- The printing process took three months, which is considered super speed.
- The project was completed in the Oak Ridge National Laboratory.
- It is a game changer for the future of nuclear reactor production.
The Oak Ridge Laboratory announced a revolutionary project that includes using 3D printing technology to produce a state of the art nuclear reactor. The prototype of its core was printed in just three months. According to the standards of the nuclear industry, this is a super pace. The hexagonal structure took close to 40 hours to build, with temperatures reaching over 1,400 degrees Celsius around the melt pool where a laser heats and melts while adding a new layer.
Oak Ridge National Laboratory is an American multiprogram science and technology national laboratory sponsored by the U.S. Department of Energy and administered, managed, and operated by UT–Battelle as a federally funded research and development center under a contract with the DOE. The Laboratory has been established in the 1943 and located in Oak Ridge, Tennessee.
The work is carried out within the framework of the Transformational Challenge Reactor (TCR) program, which can be translated as “transformative challenge Reactor”. Its goal is to radically update the methods of building nuclear plants, which are still based on the technology of the 1960s.
Nuclear energy provides nearly 20% of America’s electricity supply. But by 2055, all current nuclear reactors based on light water technology will likely retire due to expiring licenses. As far as advanced reactors go, currently there are none in operation, and it has been 40 years since the US built and operated one.

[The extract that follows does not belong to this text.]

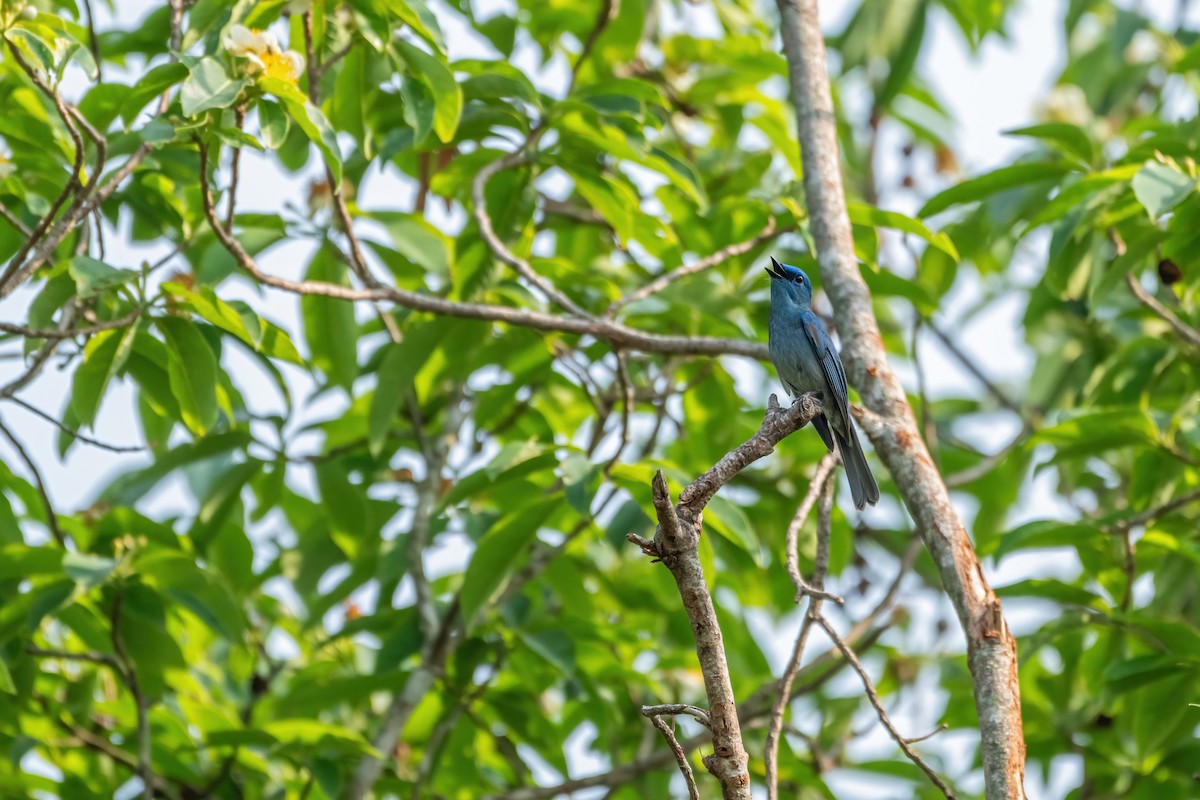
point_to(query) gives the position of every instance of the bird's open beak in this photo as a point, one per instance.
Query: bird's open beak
(779, 269)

To combat this, Oak Ridge National Laboratory launched the Transformational Challenge Reactor Program. The goal is simple: build an additively manufactured microreactor using the latest scientific innovation and allow nuclear industry to adopt the technology approach developed by TCR. The TCR program has completed several foundational experiments including selection of a core design, and a three-month “sprint” that demonstrated the agility of the additive manufacturing technology to quickly produce a prototype reactor core.
The developers have significantly updated the entire structure, as well as used the latest materials. But the main innovation is the construction of a reactor using a 3D printer.
TCR will introduce new, advanced materials and use integrated sensors and controls, providing a highly optimized, efficient system that reduces cost, relying on scientific advances with potential to shape a new path in reactor design, manufacturing, licensing and operation.
Researchers will now focus on refining the selected design and the processes that will ensure an optimal and reliable energy system. Monitoring technologies continually assess the manufacturing process, providing live data streams that enable real-time qualification of the printed material and performance analysis through artificial intelligence. The team also conducts extensive post-build testing to assess component performance and establish links between the behavior of each unique part and its live manufacturing data.
Now engineers are testing different design options and checking the reliability of printed components.
It is planned that the new reactor will be launched in 2023. It will contain built-in measuring instruments and control systems and consist of fewer parts than traditional counterparts. This is an exciting accomplishment.